How Aviva built a scalable, secure, and reliable MLOps platform using Amazon SageMaker

In this post, we describe how Aviva built a fully serverless MLOps platform based on the AWS Enterprise MLOps Framework and Amazon SageMaker to integrate DevOps best practices into the ML lifecycle. This solution establishes MLOps practices to standardize model development, streamline ML model deployment, and provide consistent monitoring.

Jat AI

Oct 3, 2024 - 20:00

How Aviva built a scalable, secure, and reliable MLOps platform using Amazon SageMaker

This post is co-written with Dean Steel and Simon Gatie from Aviva.

With a presence in 16 countries and serving over 33 million customers, Aviva is a leading insurance company headquartered in London, UK. With a history dating back to 1696, Aviva is one of the oldest and most established financial services organizations in the world. Aviva’s mission is to help people protect what matters most to them—be it their health, home, family, or financial future. To achieve this effectively, Aviva harnesses the power of machine learning (ML) across more than 70 use cases. Previously, ML models at Aviva were developed using a graphical UI-driven tool and deployed manually. This approach led to data scientists spending more than 50% of their time on operational tasks, leaving little room for innovation, and posed challenges in monitoring model performance in production.

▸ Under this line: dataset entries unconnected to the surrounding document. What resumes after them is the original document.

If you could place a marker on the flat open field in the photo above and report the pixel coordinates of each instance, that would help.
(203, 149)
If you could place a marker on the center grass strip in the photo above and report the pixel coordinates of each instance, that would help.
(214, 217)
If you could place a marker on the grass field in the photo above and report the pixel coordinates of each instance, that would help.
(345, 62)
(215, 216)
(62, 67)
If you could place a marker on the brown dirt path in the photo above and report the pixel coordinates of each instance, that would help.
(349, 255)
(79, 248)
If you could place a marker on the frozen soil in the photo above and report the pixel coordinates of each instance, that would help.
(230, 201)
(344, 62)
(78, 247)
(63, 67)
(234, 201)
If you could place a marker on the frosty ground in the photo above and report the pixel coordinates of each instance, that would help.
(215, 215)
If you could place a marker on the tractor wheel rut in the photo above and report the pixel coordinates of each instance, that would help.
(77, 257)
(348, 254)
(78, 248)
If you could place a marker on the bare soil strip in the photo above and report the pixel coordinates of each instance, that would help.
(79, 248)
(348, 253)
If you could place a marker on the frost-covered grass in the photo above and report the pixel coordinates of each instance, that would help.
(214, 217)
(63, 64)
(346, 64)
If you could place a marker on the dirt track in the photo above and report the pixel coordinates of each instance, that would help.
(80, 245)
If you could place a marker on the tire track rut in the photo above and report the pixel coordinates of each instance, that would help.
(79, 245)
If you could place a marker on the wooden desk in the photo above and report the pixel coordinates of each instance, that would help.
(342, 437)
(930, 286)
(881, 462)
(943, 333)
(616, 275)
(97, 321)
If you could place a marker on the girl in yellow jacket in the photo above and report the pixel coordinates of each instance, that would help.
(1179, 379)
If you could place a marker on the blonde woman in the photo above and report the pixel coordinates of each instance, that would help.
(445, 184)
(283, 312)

In this post, we describe how Aviva built a fully serverless MLOps platform based on the AWS Enterprise MLOps Framework and Amazon SageMaker to integrate DevOps best practices into the ML lifecycle. This solution establishes MLOps practices to standardize model development, streamline ML model deployment, and provide consistent monitoring. We illustrate the entire setup of the MLOps platform using a real-world use case that Aviva has adopted as its first ML use case.

The Challenge: Deploying and operating ML models at scale

Approximately 47% of ML projects never reach production, according to Gartner. Despite the advancements in open source data science frameworks and cloud services, deploying and operating these models remains a significant challenge for organizations. This struggle highlights the importance of establishing consistent processes, integrating effective monitoring, and investing in the necessary technical and cultural foundations for a successful MLOps implementation.

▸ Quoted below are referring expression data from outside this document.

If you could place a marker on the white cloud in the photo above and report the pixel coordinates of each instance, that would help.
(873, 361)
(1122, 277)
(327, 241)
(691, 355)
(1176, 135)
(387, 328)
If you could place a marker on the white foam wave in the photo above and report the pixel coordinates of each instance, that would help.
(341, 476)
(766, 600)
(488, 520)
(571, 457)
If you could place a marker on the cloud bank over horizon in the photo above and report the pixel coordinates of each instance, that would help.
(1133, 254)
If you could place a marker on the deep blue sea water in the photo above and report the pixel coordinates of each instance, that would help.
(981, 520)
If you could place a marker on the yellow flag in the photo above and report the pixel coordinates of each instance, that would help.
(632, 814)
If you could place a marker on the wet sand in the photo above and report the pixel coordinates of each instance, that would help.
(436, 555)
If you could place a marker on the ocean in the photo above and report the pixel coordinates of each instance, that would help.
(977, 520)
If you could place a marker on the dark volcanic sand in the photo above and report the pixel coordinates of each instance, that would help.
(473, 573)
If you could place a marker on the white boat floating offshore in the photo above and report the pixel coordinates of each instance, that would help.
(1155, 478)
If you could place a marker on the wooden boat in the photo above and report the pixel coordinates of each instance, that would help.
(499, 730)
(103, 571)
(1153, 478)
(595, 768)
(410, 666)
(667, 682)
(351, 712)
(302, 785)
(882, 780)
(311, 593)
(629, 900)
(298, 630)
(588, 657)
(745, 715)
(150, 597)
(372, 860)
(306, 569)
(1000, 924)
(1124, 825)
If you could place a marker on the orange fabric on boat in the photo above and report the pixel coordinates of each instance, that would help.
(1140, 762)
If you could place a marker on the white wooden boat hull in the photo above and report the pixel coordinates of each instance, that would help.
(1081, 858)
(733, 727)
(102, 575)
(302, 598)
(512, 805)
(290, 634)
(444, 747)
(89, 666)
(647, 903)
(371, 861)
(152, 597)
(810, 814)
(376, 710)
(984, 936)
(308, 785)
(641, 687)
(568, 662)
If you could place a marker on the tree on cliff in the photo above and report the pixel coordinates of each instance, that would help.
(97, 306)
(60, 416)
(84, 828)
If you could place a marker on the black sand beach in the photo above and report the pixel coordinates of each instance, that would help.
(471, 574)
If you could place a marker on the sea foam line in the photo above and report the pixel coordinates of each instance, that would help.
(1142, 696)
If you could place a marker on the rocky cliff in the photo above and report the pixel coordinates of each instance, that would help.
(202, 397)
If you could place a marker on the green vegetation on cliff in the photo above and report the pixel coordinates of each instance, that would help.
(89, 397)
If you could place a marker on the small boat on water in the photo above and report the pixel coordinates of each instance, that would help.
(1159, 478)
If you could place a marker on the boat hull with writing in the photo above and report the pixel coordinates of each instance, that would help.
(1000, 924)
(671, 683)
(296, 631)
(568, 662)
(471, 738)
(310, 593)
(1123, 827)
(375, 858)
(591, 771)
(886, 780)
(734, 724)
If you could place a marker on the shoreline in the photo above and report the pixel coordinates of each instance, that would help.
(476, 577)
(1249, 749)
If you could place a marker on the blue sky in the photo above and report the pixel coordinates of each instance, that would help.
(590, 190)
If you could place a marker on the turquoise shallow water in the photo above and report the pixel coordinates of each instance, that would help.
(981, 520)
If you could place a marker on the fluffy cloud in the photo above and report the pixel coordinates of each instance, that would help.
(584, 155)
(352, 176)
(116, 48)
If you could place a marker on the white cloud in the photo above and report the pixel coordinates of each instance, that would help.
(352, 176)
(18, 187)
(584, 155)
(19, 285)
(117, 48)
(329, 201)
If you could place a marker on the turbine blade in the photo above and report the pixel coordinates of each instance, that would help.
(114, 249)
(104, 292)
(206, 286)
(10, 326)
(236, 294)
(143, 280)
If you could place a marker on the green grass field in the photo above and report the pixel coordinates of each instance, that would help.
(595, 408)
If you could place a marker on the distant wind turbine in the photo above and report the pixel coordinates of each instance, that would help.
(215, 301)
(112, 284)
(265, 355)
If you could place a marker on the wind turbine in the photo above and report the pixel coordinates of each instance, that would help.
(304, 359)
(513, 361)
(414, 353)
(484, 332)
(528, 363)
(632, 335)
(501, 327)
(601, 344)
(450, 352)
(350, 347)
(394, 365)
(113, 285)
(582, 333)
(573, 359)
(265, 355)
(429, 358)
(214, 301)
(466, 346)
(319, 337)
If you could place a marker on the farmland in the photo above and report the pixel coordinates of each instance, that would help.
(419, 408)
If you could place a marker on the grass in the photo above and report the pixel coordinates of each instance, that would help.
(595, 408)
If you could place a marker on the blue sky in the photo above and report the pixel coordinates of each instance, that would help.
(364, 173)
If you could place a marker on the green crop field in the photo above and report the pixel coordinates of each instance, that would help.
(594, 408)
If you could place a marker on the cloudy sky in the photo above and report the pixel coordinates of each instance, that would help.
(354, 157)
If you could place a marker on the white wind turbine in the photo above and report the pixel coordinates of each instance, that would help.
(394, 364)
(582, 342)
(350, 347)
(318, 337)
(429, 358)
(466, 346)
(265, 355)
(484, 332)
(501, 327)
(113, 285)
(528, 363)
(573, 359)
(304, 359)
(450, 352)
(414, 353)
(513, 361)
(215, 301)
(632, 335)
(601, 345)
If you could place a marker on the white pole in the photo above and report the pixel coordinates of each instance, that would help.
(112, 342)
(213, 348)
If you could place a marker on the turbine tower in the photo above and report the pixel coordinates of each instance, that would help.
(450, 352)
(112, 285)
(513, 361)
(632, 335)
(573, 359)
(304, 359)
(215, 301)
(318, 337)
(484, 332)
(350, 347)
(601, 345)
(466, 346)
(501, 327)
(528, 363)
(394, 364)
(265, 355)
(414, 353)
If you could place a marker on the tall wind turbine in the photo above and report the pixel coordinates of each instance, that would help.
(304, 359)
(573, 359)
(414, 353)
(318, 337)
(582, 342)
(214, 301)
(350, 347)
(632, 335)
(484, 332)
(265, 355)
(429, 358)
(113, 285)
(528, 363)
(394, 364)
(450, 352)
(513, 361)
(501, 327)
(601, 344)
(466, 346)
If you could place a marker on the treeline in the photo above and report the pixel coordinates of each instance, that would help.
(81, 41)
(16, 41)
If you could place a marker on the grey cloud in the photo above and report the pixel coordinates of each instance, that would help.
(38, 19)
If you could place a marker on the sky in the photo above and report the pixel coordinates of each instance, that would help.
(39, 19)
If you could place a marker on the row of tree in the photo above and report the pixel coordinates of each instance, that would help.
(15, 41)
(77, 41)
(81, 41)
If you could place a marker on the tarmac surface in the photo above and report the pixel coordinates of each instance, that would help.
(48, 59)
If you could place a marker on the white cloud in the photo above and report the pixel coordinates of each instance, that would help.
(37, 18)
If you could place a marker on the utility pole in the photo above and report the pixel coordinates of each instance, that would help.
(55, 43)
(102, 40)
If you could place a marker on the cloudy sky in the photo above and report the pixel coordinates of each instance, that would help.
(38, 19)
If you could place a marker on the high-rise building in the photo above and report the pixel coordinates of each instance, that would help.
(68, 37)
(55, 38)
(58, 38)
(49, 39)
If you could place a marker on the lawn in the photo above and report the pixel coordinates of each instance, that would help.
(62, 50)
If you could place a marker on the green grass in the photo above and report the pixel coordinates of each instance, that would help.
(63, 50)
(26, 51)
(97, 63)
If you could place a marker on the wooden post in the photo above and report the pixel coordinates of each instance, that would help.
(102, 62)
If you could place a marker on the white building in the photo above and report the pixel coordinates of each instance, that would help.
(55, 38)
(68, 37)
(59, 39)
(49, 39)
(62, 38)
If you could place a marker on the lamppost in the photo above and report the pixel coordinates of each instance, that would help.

For companies like Aviva, which handles approximately 400,000 insurance claims annually, with expenditures of about £3 billion in settlements, the pressure to deliver a seamless digital experience to customers is immense. To meet this demand amidst rising claim volumes, Aviva recognizes the need for increased automation through AI technology. Therefore, developing and deploying more ML models is crucial to support their growing workload.

To prove the platform can handle onboarding and industrialization of ML models, Aviva picked their Remedy use case as their first project. This use case concerns a claim management system that employs a data-driven approach to determine whether submitted car insurance claims qualify as either total loss or repair cases, as illustrated in the following diagram

The workflow consists of the following steps:
The workflow begins when a customer experiences a car accident.
The customer contacts Aviva, providing information about the incident and details about the damage.
To determine the estimated cost of repair, 14 ML models and a set of business rules are used to process the request.
The estimated cost is compared with the car’s current market value from external data sources.
Information related to similar cars for sale nearby is included in the analysis.
Based on the processed data, a recommendation is made by the model to either repair or write off the car. This recommendation, along with the supporting data, is provided to the claims handler, and the pipeline reaches its final state.

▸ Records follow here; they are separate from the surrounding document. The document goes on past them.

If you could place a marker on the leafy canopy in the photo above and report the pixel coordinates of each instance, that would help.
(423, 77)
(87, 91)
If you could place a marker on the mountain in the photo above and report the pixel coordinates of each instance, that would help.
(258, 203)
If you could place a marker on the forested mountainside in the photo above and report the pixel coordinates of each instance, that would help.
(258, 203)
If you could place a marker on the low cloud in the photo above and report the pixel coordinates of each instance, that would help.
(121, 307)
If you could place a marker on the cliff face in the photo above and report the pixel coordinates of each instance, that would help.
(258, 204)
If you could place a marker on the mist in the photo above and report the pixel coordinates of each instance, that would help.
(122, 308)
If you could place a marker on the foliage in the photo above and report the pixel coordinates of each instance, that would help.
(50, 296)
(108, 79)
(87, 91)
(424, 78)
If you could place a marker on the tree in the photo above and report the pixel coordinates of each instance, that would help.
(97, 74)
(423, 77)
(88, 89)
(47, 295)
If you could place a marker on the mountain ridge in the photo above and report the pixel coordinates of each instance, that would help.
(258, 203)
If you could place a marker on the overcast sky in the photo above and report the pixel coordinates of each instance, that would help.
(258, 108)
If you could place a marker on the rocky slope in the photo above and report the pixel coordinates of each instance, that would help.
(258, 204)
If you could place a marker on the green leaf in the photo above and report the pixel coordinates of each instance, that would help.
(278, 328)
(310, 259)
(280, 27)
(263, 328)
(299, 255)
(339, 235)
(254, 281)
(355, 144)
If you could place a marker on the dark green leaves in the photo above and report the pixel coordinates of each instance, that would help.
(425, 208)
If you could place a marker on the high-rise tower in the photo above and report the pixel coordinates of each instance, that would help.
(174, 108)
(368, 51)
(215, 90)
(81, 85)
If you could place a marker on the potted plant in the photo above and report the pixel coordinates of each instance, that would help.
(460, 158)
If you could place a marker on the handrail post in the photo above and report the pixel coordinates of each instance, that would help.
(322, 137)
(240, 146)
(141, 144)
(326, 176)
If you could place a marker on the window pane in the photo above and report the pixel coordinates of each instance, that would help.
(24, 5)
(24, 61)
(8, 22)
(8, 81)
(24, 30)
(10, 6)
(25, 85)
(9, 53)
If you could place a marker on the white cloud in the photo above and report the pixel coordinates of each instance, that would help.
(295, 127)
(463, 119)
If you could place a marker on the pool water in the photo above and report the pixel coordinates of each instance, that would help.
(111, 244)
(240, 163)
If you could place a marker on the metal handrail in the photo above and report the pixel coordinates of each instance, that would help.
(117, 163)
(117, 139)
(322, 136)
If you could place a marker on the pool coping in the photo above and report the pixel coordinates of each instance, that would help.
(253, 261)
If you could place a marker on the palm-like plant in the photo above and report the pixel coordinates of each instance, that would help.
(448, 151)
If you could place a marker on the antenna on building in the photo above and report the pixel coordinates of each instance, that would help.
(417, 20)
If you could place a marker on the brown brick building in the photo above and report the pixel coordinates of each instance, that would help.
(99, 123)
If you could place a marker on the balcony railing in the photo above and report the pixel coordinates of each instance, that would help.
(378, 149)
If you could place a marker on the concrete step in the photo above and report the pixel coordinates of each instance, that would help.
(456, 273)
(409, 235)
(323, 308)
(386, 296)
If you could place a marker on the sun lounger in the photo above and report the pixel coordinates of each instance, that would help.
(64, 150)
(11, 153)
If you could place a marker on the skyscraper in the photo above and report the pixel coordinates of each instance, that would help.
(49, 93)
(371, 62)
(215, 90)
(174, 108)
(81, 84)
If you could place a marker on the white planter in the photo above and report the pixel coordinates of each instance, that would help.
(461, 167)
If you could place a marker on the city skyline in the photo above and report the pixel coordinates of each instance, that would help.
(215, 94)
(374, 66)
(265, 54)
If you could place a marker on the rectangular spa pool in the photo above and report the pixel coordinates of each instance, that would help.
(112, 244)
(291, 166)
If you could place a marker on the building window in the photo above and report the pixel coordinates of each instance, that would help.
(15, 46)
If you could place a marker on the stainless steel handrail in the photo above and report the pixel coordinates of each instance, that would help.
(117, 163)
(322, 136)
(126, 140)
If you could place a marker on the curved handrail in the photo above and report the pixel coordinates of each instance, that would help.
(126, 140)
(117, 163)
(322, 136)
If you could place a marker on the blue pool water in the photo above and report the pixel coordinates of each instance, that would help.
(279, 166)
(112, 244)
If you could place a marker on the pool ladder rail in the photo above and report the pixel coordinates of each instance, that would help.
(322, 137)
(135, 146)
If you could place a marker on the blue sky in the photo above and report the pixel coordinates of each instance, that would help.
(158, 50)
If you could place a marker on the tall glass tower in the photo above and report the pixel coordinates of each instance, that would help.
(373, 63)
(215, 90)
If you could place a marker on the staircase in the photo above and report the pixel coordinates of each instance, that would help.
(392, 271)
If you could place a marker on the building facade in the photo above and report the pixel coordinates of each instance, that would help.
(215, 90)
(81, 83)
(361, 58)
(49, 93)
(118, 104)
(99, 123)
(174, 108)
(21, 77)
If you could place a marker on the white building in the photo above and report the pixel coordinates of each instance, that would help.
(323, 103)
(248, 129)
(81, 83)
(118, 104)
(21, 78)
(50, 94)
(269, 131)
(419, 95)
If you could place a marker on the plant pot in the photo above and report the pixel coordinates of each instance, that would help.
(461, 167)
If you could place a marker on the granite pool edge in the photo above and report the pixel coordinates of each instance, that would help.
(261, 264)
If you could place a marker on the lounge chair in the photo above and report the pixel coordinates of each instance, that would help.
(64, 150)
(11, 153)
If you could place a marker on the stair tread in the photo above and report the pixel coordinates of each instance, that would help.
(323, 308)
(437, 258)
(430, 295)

The successful deployment and evaluation of the Remedy use case on the MLOps platform was intended to serve as a blueprint for future use cases, providing maximum efficiency by using templated solutions.

Solution overview of the MLOps platform

To handle the complexity of operationalizing ML models at scale, AWS offers provides an MLOps offering called AWS Enterprise MLOps Framework, which can be used for a wide variety of use cases. The offering encapsulates a best practices approach to build and manage MLOps platforms based on the consolidated knowledge gained from a multitude of customer engagements carried out by AWS Professional Services in the last five 5 years. The proposed baseline architecture can be logically divided into four building blocks which that are sequentially deployed into the provided AWS accounts, as illustrated in the following diagram below.

The building blocks are as follows:

Networking – A virtual private cloud (VPC), subnets, security groups, and VPC endpoints are deployed across all accounts.
Amazon SageMaker Studio – SageMaker Studio offers a fully integrated ML integrated development environment (IDE) acting as a data science workbench and control panel for all ML workloads.
Amazon SageMaker Projects templates – These ready-made infrastructure sets cover the ML lifecycle, including continuous integration and delivery (CI/CD) pipelines and seed code. You can launch these from SageMaker Studio with a few clicks, either choosing from preexisting templates or creating custom ones.
Seed code – This refers to the data science code tailored for a specific use case, divided between two repositories: training (covering processing, training, and model registration) and inference (related to SageMaker endpoints). The majority of time in developing a use case should be dedicated to modifying this code.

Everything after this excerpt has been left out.